Anitta é muito mais que a mulher do ano. Por Nathalí Macedo

Atualizado em 1 de dezembro de 2017 às 14:47
Ela

A mulher do ano é Anitta. Mas ela é mais do que isso.

Se em 2012 alguém me dissesse que uma cantora de funk tocaria em algumas das questões mais importantes da contemporaneidade sem parar de rebolar a raba, eu e meus preconceitos provavelmente riríamos de desdém.

Mas, diria Karnal, o mundo não é linear.

Larissa, menina periférica que sonhava em dançar como a Beyoncé – e que menina periférica não sonhava em dançar como a Beyoncé? – agora é Anitta, cantora internacionalmente respeitada que cumpre uma turnê apertada com a ajuda singela de uma equipe completa e um jatinho.

Tá ruim?

O caminho natural de uma minoria que ascende socialmente seria, pela lógica (alô, Paulo Freire), ocupar o lugar do opressor. Anitta poderia estar explorando sua equipe, sendo antipática com seus fãs e indiferente às questões sociais à sua volta.

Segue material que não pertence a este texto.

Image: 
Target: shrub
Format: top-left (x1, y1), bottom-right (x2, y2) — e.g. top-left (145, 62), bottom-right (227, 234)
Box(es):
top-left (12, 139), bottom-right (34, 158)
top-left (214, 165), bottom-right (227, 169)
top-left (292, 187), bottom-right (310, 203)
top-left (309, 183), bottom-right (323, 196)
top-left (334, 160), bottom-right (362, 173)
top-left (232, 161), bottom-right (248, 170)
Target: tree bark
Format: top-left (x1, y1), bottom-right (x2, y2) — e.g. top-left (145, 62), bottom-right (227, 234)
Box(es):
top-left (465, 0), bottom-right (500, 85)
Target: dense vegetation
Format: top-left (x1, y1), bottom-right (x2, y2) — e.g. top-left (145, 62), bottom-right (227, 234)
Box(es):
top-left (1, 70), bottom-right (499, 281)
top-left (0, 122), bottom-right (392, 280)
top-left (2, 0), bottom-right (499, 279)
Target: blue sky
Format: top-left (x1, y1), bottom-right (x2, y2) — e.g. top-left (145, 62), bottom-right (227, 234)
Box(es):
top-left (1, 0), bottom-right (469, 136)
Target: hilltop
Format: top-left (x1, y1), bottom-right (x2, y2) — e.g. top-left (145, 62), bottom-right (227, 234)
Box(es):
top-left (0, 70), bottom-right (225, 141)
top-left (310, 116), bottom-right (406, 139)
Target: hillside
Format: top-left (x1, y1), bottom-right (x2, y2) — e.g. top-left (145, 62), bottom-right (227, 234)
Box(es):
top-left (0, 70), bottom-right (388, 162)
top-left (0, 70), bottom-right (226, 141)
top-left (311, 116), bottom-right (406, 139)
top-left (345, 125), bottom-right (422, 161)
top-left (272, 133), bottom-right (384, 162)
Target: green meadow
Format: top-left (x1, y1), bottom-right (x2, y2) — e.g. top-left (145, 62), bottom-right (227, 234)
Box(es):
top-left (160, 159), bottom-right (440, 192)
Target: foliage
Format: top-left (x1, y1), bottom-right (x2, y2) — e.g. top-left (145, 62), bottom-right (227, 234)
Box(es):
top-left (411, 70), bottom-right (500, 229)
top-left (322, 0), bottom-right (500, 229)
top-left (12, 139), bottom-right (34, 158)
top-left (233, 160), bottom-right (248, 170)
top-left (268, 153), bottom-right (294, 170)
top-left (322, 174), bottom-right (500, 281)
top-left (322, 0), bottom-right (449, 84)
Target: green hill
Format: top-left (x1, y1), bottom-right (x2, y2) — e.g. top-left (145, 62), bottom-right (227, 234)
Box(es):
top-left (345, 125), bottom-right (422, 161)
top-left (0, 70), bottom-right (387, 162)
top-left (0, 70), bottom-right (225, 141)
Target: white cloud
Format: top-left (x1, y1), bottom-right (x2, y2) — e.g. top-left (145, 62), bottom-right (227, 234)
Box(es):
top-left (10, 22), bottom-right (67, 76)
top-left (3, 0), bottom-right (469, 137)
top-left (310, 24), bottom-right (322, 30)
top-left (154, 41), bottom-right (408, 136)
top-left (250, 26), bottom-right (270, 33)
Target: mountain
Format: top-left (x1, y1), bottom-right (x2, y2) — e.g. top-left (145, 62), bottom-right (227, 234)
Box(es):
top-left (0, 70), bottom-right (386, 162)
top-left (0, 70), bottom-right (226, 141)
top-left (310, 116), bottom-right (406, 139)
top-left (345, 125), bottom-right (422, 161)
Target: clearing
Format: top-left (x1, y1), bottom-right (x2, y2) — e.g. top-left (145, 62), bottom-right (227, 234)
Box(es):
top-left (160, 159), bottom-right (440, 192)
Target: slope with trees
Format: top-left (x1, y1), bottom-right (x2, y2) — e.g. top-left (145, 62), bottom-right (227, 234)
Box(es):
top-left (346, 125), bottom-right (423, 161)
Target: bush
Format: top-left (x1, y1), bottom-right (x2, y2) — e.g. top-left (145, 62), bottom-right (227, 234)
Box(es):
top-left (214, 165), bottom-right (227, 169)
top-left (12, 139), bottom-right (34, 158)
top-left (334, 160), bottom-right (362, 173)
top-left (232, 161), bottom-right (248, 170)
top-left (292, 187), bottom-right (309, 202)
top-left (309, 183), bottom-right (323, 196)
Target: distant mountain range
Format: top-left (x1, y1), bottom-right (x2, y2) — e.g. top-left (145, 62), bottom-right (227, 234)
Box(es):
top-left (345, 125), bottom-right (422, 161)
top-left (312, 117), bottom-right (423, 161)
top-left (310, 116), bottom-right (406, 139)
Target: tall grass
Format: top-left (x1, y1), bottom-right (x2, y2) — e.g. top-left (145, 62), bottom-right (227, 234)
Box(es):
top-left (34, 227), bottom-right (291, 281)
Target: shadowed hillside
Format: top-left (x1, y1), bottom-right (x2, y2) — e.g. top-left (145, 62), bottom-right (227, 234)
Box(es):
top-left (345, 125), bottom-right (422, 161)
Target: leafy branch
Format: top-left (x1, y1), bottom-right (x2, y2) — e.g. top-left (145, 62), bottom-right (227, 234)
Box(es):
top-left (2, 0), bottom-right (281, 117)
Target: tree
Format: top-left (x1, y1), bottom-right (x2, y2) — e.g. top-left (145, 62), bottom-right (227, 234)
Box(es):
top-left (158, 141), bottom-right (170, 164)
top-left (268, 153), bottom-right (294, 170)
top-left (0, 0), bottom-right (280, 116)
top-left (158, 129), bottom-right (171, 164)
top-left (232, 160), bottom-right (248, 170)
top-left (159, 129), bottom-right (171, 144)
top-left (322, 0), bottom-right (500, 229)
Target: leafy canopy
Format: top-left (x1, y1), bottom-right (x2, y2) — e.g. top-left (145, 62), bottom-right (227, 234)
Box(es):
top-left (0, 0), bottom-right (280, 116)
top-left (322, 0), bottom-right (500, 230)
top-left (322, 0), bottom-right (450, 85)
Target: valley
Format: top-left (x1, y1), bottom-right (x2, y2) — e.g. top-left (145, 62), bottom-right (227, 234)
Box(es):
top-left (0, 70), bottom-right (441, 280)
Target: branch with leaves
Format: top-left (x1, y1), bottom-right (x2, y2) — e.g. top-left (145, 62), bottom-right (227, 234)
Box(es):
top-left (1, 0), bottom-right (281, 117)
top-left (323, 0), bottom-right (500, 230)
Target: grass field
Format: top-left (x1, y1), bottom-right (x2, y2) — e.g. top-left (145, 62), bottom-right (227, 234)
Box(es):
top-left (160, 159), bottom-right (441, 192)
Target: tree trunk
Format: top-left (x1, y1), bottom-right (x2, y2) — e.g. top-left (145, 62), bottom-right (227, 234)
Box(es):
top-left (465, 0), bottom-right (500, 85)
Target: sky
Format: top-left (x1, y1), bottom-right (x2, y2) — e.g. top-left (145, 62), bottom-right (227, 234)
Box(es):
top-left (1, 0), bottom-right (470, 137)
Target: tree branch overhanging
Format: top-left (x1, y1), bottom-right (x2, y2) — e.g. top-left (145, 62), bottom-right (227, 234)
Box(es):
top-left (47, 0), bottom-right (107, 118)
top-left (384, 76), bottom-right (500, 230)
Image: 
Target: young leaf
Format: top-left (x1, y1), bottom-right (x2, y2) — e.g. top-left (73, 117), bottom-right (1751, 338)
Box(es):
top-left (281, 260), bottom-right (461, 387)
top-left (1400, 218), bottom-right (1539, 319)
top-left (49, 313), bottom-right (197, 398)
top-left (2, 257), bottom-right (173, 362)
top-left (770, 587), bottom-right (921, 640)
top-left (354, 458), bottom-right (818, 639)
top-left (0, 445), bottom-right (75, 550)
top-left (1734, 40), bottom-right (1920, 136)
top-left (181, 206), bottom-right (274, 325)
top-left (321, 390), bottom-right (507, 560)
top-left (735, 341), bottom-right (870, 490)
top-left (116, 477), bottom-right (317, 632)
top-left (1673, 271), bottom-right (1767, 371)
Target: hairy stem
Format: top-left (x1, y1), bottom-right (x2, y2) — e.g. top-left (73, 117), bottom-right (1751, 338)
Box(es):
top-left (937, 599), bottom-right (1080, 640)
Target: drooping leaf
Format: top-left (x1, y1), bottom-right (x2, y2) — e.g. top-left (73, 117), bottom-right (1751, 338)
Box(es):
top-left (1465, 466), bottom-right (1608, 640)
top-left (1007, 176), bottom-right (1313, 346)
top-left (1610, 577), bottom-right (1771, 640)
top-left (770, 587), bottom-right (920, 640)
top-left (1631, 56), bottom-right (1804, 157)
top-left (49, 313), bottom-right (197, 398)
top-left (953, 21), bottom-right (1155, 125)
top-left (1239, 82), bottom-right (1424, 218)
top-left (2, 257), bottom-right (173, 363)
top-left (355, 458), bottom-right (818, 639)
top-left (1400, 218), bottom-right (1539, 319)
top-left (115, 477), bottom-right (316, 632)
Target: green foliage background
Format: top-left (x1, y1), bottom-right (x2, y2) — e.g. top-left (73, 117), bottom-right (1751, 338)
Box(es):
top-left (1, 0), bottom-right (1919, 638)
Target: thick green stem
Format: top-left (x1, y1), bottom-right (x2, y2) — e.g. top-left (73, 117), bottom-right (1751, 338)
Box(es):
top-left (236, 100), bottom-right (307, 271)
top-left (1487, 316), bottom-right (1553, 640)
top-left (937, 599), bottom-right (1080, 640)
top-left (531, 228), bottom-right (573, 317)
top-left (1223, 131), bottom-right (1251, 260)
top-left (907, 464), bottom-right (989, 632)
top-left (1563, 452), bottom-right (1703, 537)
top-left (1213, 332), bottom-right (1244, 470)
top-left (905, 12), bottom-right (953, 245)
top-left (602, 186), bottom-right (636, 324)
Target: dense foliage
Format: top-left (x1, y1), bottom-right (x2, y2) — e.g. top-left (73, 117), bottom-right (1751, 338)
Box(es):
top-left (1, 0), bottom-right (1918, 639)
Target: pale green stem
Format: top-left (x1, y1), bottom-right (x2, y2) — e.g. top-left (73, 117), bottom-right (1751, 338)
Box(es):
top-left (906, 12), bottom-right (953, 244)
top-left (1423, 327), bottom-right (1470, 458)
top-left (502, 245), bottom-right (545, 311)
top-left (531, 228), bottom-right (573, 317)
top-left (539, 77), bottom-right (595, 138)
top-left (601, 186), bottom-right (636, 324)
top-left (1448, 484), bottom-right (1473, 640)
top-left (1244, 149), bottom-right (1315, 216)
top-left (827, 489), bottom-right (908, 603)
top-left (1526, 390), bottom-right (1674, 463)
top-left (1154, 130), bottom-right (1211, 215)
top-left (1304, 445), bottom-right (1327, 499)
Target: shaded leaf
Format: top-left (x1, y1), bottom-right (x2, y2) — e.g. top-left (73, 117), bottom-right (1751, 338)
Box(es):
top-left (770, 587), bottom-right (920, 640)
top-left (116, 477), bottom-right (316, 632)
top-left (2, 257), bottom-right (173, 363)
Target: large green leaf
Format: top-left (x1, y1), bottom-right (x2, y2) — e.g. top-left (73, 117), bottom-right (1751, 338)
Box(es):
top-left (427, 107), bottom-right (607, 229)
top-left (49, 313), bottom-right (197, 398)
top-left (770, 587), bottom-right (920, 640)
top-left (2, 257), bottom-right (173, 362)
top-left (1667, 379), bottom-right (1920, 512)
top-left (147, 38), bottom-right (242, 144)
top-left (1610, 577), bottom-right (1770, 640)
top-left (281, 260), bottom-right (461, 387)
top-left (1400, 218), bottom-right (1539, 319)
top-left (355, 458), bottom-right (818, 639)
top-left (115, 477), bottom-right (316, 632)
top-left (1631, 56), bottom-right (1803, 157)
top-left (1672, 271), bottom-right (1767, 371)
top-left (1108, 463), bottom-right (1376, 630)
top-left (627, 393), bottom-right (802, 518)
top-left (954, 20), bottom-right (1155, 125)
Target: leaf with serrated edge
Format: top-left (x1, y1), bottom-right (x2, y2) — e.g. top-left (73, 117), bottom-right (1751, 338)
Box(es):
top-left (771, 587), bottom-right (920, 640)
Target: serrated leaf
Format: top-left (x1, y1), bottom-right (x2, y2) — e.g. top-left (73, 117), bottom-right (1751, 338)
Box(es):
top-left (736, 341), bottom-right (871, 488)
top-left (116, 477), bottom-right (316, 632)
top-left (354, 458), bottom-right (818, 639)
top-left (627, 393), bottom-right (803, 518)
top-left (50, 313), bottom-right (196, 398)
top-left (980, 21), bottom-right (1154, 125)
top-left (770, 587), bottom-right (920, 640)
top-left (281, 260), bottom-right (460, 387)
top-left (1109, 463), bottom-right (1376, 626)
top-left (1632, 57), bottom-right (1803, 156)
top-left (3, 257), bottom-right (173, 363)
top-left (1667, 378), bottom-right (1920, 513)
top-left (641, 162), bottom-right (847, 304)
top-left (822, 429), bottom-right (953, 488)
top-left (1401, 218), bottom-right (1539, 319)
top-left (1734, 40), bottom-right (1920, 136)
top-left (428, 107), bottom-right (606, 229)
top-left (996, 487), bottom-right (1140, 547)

Poderia ainda estar surfando na onda dos funks pseudopolíticos para alcançar mais ouvintes e seguidores, mas ela sabe – todo mundo sabe – que não precisa disso.

Prefere fazer revolução apenas sendo ela mesma: enquanto uma militância eufórica discute sobre a cor da sua pele e sobre o que ela deveria ou não fazer com seu cabelo, ela paira sobre toda conjectura e apenas faz o que deve ser feito: o seu trabalho.

Nas horas vagas, é claro, dá umas respostas ácidas, merecidas e assertivas nas redes sociais – sem perder o rebolado, com o perdão do trocadilho.

Quando um pastor questionou a sua sensualidade no palco, chamando-a – pasmem – de prostituta, ela respondeu com uma pequena lista de todas as suas funções, e não são poucas: “Eu sou cantora, dançarina e empresária.”

O pastor teve que se retratar, e eu tive que sorrir por viver em um mundo em que pastores evangélicos precisam se retratar.

Uma cantora pop mundialmente famosa, percebamos, foi na goela do fundamentalismo religioso e sua misoginia em menos de 200 caracteres, e sem sequer tocar as palavras fundamentalismo religioso e misoginia.

Como se não bastasse, a última da Anitta foi conseguir falar sobre política sem falar sobre política.

Diante da notícia de que Michel Temer cortara a verba destinada a educação, comentou: “É como o meu financeiro me dizer que tenho que cortar gastos e eu tirar dinheiro da divulgação das músicas em vez de maneirar no jatinho.” Gênia.

Se isso não é um espírito empreendedor, eu não sei o que é um espírito empreendedor, e realmente preciso de algum tempo para digerir o fato de que o ano é 2017 e o atual presidente da república tem muito o que aprender sobre economia com uma cantora de funk.

House of Brazil. Trilha sonora: Show das Poderosas.